– Зачем ты мне об этом рассказываешь?
– Сама не знаю. – Она выразительно посмотрела на него. Он сумел не увести взгляд, задержав дыхание. – Твоя внешность вызывает доверие. Тебе нравится сниматься?
– Нет, мне нравится, когда режиссёр орёт на меня.
– Он к тебе придирался, чтобы возвыситься в моих глазах, – фыркнула она. – Разве непонятно?
Артём передёрнул плечами.
– Может, и понятно. Режиссёр пригласил тебя на аудиенцию?
– Обещал расширить роль, если я буду с ним спать.
– Так и сказал? – Артём удивился не предложению режиссёра, а тому, что увеличить роль можно было, только переписав сценарий. Ведь её героиня умирала сразу после героя Артёма. Сцена смерти значилась в завтрашнем графике съёмок. Тело Артёма подменит манекен, которому не надо платить за работу.

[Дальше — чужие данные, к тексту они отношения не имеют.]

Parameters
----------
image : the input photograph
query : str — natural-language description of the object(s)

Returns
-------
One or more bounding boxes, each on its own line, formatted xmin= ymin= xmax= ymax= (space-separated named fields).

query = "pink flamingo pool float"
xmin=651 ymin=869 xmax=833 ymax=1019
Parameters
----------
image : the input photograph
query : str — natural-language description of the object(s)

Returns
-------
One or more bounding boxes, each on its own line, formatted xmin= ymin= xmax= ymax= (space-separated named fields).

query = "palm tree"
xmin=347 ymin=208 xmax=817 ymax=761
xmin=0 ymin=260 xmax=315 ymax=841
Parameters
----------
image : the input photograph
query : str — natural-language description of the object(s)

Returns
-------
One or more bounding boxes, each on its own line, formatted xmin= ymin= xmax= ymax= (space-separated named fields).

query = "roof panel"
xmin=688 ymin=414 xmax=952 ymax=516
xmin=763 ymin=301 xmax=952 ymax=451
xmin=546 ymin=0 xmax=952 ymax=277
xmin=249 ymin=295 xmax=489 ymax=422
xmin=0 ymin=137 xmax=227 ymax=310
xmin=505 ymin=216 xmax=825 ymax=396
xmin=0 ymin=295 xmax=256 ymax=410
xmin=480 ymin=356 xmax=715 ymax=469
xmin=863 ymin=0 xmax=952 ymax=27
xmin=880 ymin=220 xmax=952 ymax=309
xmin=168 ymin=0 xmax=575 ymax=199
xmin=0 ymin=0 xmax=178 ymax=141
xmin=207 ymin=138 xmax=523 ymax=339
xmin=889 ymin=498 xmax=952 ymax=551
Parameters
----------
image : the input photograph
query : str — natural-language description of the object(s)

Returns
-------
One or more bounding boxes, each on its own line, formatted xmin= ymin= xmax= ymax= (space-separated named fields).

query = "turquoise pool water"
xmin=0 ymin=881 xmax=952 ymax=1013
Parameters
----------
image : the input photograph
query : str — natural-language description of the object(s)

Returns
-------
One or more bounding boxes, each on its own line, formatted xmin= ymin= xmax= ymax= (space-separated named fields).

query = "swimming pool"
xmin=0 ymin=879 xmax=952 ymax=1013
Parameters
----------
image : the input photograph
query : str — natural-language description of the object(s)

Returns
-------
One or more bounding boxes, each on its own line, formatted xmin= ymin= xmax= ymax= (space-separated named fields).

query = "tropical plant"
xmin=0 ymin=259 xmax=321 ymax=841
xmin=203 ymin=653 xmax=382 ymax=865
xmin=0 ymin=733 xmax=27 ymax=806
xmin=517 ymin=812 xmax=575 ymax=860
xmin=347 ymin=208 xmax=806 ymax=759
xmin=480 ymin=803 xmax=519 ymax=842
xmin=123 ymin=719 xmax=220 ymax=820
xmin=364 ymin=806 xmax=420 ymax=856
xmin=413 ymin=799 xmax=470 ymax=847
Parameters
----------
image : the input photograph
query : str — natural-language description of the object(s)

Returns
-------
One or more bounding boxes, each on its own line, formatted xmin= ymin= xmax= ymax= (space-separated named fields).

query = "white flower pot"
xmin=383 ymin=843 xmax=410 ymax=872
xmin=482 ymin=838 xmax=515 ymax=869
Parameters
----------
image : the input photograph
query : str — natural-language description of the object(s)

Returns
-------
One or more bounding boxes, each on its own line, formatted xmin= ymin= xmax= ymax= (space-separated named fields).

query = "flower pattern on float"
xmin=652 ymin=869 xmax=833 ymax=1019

– Нет, только про роль. Остальное и без слов лежит на поверхности. Он не первый, кто предлагает… – она замолчала, выискивая подходящее слово, – …такой обмен.
– И что ты решила? – На самом деле он хотел знать, какой выбор она делала в предыдущих случаях.
– Думаешь, если я красивая, мне всё легко даётся?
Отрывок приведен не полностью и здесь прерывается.